John Zai is one of them. Originally from Shanghai, he heads Cocoon Networks, a venture capital group that plans to invest in tech companies in Europe, primarily in the UK.
It's just signed a 10-year lease on the former London Stock Exchange and aims to transform it into Europe's largest tech innovation centre.
"If we can combine the European technology and the ideas with the Chinese money, the Chinese capital, it's going to be crazy," he enthuses.
But those plans could all change if the UK votes to leave the EU.
"It's going to probably cause a lot of problems, because Cocoon is a platform bridge between China and Europe.
"It's China and Europe, not China and the UK or China and London.
"Tech companies are really dependent on talent," he says. "If the UK leaves the EU, all this different talent from the EU, from all these different countries, they're going to be gone.
"People are always talking about how London is going to become a Silicon Valley but without all this talent, it's not going to happen."
Many hope the UK's economy will flourish because of the close relationship between London and Beijing.
Deals worth more than £40bn ($56bn) were signed when Chinese President Xi Jinping visited the UK last October.
During that visit, Mr Xi made his views clear: China supports a "united EU".
"China definitely wants to sell more Chinese products into the European market, but they'd better do it from the eurozone really," says Philippe Le Corre, a visiting fellow at the Brookings Institution in Washington.
London would be less attractive to investors if it could offer only the UK market of 65 million people, rather than the 500 million across the EU, he says.
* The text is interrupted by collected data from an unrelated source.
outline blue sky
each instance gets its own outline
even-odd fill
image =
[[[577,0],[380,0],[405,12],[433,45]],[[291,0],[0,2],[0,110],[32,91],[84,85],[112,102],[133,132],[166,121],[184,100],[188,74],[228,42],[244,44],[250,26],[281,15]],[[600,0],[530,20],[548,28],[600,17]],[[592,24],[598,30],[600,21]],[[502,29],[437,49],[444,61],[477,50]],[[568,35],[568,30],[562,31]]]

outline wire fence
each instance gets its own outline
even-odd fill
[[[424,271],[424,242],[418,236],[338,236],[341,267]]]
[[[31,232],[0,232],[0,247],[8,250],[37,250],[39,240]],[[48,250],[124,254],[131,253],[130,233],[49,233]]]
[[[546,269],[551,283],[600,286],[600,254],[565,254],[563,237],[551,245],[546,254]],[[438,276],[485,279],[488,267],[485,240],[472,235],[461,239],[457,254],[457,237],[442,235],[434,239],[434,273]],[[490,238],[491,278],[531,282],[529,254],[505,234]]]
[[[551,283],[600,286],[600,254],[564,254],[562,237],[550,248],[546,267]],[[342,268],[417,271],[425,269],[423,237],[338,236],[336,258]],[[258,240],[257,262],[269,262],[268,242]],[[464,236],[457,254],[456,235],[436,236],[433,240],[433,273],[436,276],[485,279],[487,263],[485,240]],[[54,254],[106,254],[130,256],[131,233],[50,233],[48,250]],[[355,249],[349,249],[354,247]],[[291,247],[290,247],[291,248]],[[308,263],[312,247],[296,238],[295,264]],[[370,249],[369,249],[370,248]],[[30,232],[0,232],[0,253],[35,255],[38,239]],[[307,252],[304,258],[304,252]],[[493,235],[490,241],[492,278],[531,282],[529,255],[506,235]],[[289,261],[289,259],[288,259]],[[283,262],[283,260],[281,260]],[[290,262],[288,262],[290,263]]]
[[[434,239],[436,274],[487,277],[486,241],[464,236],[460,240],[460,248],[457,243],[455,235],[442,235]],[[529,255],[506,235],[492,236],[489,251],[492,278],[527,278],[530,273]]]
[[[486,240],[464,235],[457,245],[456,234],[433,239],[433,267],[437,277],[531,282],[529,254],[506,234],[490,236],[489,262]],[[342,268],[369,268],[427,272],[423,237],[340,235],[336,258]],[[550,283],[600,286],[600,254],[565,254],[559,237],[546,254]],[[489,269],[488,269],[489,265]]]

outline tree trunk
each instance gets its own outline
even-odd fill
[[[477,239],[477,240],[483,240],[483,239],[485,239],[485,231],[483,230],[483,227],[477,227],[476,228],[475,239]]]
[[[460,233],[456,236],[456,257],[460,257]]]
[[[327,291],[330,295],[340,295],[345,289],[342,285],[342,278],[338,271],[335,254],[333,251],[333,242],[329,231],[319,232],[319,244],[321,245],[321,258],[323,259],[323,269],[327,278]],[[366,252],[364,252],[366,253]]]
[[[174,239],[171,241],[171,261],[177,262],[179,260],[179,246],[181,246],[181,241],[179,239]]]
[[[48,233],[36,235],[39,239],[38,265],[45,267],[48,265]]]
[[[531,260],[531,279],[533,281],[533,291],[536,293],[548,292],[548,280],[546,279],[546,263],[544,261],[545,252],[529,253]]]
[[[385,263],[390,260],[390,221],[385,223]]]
"London would not lose its role as trader of renminbi but in terms of consumer products, big industries, even tourism, I believe London would be affected."
But it's not all about money.
For Mr Xi, the EU referendum also carries political concerns.
During his time in power, over almost four years, he's fostered closer ties with London - a counterbalance, perhaps, to China's rockier relations elsewhere.
If the UK leaves the EU, Mr Xi's judgement could be called into question.
"There has been some criticism that he has been spending too much attention on ceremonial matters and diplomacy without concern for the slowing Chinese economy at home," says Yu Jie, the China programme manager at the LSE Ideas think tank in London.
"So, if the UK leaves the EU, it won't only undermine the Chinese relationship with the UK. It will also undermine Xi Jinping's image as a steady leader because he's betting on the wrong horse."
Chinese entrepreneurs might also come to feel that they've bet on the wrong horse. Over tea at his private members' club, Mr Zai admits to worries.
"I'm just afraid if we leave the EU, it's going to be like an earthquake, like a huge earthquake. To be honest, I have no idea what's going to happen. Personally, I'm quite nervous."
Nerves in London stretching all the way to the halls of power in Beijing.
Some might argue that Chinese concerns shouldn't matter and British voters will make their own decisions on EU membership.
But those who have invested financial and political capital in a closer relationship between China and the UK might be heading for a few sleepless nights.